Using Java/Scala to work with Kafka is hard (especially for someone like me). Ta-da!
Kafka is a distributed messaging system. It is at the core of many production systems in places such as Uber and LinkedIn (who created Kafka).
The architecture is a publish-subscribe model, where consumers read messages from topics that they have subscribed, where the messages are sent by producers.
Common use-cases:
- messaging between applications, where you can have applications "talk" to each using messages
- data processing pipelines from source systems to target destinations, thereby processing information on a streaming basis, rather than in batches as with your traditional ETL jobs
From Confluent.io
There is a lot more complexity under the hood, and I suggest you read the official docs for more information.
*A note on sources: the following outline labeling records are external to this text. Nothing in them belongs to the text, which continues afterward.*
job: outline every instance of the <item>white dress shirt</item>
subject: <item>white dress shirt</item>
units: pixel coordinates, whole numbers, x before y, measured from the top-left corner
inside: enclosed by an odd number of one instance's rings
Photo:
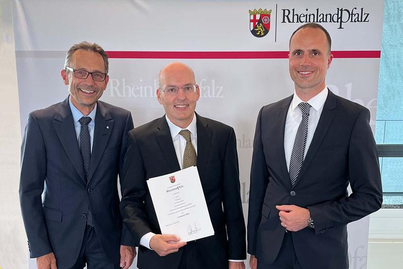
[[[70,95],[70,98],[69,98],[69,104],[70,105],[70,110],[71,110],[72,114],[73,114],[73,120],[74,122],[74,129],[76,131],[76,135],[77,137],[77,141],[78,141],[78,147],[81,148],[80,140],[80,132],[81,130],[81,124],[78,121],[81,118],[84,117],[84,114],[81,113],[81,112],[78,110],[78,109],[76,107],[74,104],[71,102],[71,98],[73,97]],[[87,117],[91,118],[91,121],[88,124],[88,132],[90,133],[90,140],[91,141],[91,152],[92,152],[92,144],[94,143],[94,131],[95,129],[95,115],[96,114],[96,103],[95,106],[92,109],[92,111],[88,114]]]
[[[319,121],[320,115],[323,110],[323,105],[327,97],[328,89],[325,86],[322,91],[315,95],[314,97],[305,102],[309,103],[312,106],[309,110],[309,118],[308,121],[308,136],[307,136],[307,144],[305,145],[305,151],[304,152],[304,158],[308,152],[309,145],[312,141],[315,130]],[[302,120],[302,113],[298,104],[301,102],[304,102],[294,91],[293,101],[290,105],[287,118],[285,120],[285,128],[284,132],[284,152],[285,153],[285,162],[287,164],[287,169],[290,169],[290,162],[291,159],[291,154],[293,152],[293,147],[294,145],[295,136],[298,126]]]

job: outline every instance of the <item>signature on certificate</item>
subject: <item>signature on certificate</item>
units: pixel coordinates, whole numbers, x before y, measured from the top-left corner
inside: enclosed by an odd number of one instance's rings
[[[196,223],[194,223],[194,225],[193,227],[190,224],[188,225],[188,234],[189,235],[195,234],[200,230],[201,229],[198,228],[196,226]]]

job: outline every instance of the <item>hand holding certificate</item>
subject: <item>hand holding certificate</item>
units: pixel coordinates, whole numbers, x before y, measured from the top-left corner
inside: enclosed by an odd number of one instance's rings
[[[214,235],[199,173],[192,167],[147,181],[161,232],[185,242]]]

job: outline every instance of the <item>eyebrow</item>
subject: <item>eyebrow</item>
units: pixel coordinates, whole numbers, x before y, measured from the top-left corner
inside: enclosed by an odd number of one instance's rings
[[[293,50],[292,53],[293,54],[295,54],[295,53],[296,53],[297,52],[304,52],[304,50],[303,49],[301,49],[300,48],[298,48],[298,49],[295,49],[295,50]],[[308,52],[322,53],[322,51],[321,51],[320,50],[319,50],[319,49],[318,49],[317,48],[312,48],[312,49],[308,49]]]
[[[192,83],[187,83],[187,84],[184,85],[183,86],[182,86],[181,87],[185,87],[185,86],[193,86],[193,84],[192,84]],[[166,87],[179,87],[179,86],[177,86],[176,85],[169,84],[169,85],[167,85]]]
[[[75,69],[74,69],[74,70],[83,70],[83,71],[87,71],[87,72],[89,72],[89,71],[88,71],[88,70],[87,70],[86,68],[75,68]],[[90,72],[90,73],[102,73],[102,74],[105,74],[105,72],[103,72],[103,71],[100,71],[99,70],[94,70],[94,71],[92,71],[92,72]]]

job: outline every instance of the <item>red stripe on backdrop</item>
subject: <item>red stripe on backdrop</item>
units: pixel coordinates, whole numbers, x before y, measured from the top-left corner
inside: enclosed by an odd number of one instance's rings
[[[106,51],[111,59],[284,59],[288,51]],[[334,58],[380,58],[380,50],[336,50]]]

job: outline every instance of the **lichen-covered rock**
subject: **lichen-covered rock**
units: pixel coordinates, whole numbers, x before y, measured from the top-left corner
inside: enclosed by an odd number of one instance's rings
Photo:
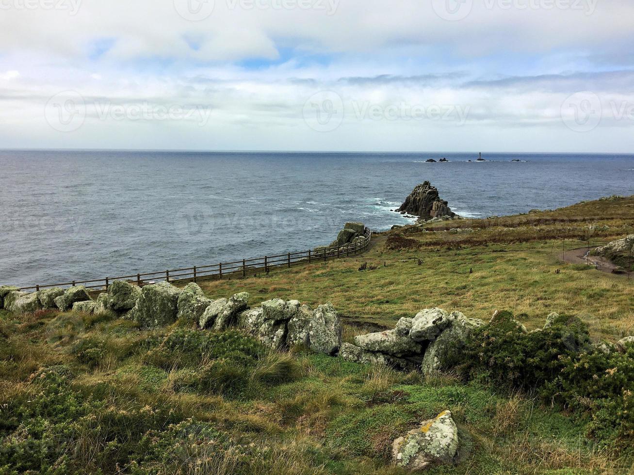
[[[127,312],[134,308],[141,296],[141,289],[125,281],[113,281],[108,287],[109,310],[115,312]]]
[[[41,290],[39,299],[40,303],[42,304],[42,308],[46,310],[57,308],[57,305],[55,305],[55,299],[63,294],[64,289],[60,287]]]
[[[616,349],[621,353],[625,353],[628,346],[634,345],[634,336],[626,336],[616,342]]]
[[[460,312],[451,314],[451,324],[425,350],[420,367],[423,373],[430,376],[444,368],[443,363],[452,353],[464,347],[469,334],[484,322],[479,319],[468,319]]]
[[[252,335],[259,334],[262,324],[264,322],[262,307],[256,307],[245,310],[238,315],[238,327],[246,330]]]
[[[380,353],[368,352],[352,343],[344,343],[339,350],[339,356],[346,361],[360,364],[389,365],[387,357]]]
[[[281,298],[267,300],[262,303],[264,320],[272,320],[275,322],[282,320],[288,321],[297,314],[301,305],[297,300],[286,301]]]
[[[75,302],[83,302],[91,300],[86,288],[84,286],[77,286],[68,288],[64,291],[63,294],[56,297],[53,301],[60,310],[67,312],[72,308]]]
[[[37,292],[10,292],[5,296],[6,309],[14,314],[32,314],[41,310]]]
[[[412,320],[410,338],[415,341],[433,340],[450,326],[451,319],[442,308],[425,308]]]
[[[249,308],[250,296],[248,292],[240,292],[230,298],[214,322],[214,329],[220,331],[235,325],[240,313]]]
[[[81,302],[75,302],[73,304],[73,312],[79,314],[87,314],[91,315],[94,313],[94,310],[97,307],[97,303],[91,300],[86,300]]]
[[[0,286],[0,309],[4,308],[4,297],[10,292],[19,292],[20,289],[13,286]]]
[[[313,312],[308,305],[302,305],[295,316],[288,320],[288,334],[287,344],[289,346],[310,345],[309,332]]]
[[[211,300],[205,296],[198,285],[190,282],[178,296],[178,313],[176,317],[179,320],[198,323]]]
[[[258,337],[266,346],[279,350],[286,342],[286,322],[264,320],[258,331]]]
[[[363,236],[365,231],[365,225],[361,222],[347,222],[344,225],[344,229],[352,229],[358,236]]]
[[[202,312],[202,315],[200,315],[200,319],[198,320],[198,326],[202,329],[210,328],[213,326],[216,319],[224,309],[224,306],[227,305],[227,301],[228,301],[226,298],[212,300],[205,311]]]
[[[423,422],[417,429],[392,443],[392,460],[415,471],[434,465],[450,464],[458,453],[458,428],[448,410]]]
[[[380,352],[397,357],[422,352],[420,343],[409,336],[399,335],[396,330],[358,335],[354,337],[354,344],[368,352]]]
[[[169,325],[176,321],[181,291],[167,282],[147,285],[141,291],[129,317],[143,328]]]
[[[408,317],[403,317],[396,322],[396,327],[394,329],[396,332],[402,336],[406,336],[410,334],[411,330],[411,322],[413,319]]]
[[[316,353],[333,355],[341,346],[342,327],[339,316],[330,302],[318,307],[309,327],[309,346]]]

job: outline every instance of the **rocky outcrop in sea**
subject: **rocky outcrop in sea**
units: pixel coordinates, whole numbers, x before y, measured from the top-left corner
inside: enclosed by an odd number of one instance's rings
[[[420,216],[424,220],[443,216],[453,218],[456,215],[448,202],[441,199],[437,189],[432,186],[429,181],[417,185],[396,211],[403,214]]]

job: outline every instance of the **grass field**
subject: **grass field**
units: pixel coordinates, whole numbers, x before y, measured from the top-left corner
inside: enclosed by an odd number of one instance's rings
[[[552,311],[575,314],[614,340],[634,333],[634,281],[562,263],[556,237],[587,230],[607,242],[632,225],[634,198],[453,220],[378,234],[355,258],[201,286],[214,298],[249,291],[252,306],[331,301],[355,324],[347,338],[440,307],[484,319],[508,308],[529,327]],[[474,231],[448,231],[458,227]],[[359,270],[364,262],[376,269]],[[399,474],[392,440],[444,409],[460,451],[430,474],[634,474],[631,456],[586,436],[586,417],[531,392],[271,352],[237,331],[0,310],[0,361],[3,475]]]

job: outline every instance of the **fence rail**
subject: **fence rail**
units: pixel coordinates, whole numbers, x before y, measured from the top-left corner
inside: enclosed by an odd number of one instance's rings
[[[112,281],[127,281],[142,287],[161,281],[175,282],[191,280],[193,282],[197,282],[199,279],[217,278],[221,279],[224,277],[246,277],[247,275],[257,274],[261,270],[264,270],[268,274],[272,269],[290,268],[299,264],[311,263],[354,255],[368,247],[372,237],[372,233],[366,230],[363,240],[354,243],[349,243],[334,247],[318,250],[309,249],[307,251],[287,252],[285,254],[242,259],[231,262],[219,262],[217,264],[195,265],[193,267],[183,267],[171,270],[167,269],[155,272],[139,272],[129,276],[107,277],[103,279],[95,279],[91,281],[71,281],[61,284],[36,285],[31,287],[22,287],[20,290],[39,291],[42,289],[52,287],[75,287],[77,285],[83,285],[87,289],[108,290]]]

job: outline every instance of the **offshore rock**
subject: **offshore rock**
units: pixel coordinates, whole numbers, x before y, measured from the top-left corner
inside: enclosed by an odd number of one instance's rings
[[[397,211],[420,216],[425,220],[443,216],[453,218],[456,215],[447,201],[441,200],[438,190],[429,181],[417,185]]]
Download the 2.0.0 release and un-tar it.
tar -xzf kafka_2.11-2.0.0.tgz
Also, install pip requirements by running pip install -r requirements.txt
Kafka uses ZooKeeper so you need to first start a ZooKeeper server.
cd kafka_2.11-2.0.0
bin/zookeeper-server-start.sh config/zookeeper.properties
Now start the Kafka server:
bin/kafka-server-start.sh config/server.properties
Create a topic named "test":
bin/kafka-topics.sh --create --zookeeper localhost:2181 --replication-factor 1 --partitions 1 --topic test
See list of topics using the following command:
bin/kafka-topics.sh --list --zookeeper localhost:2181 test
In separate command shells, run the following:
python consumer.py
This is a consumer of the messages sent through Kafka. Simple writing to CSV of the streams is implemented.
Note: Press CTRL + C to send KeyboardInterrupt to exit the process. Alternatively, close the shell session.
python producer.py
Producer of messages. Key in any valid string to send. Type "quit" to exit.
You should now see the shell running consumer.py
displaying the messages from Kafka!
bin/kafka-server-stop.sh
bin/zookeeper-server-stop.sh
This would terminate both server processes.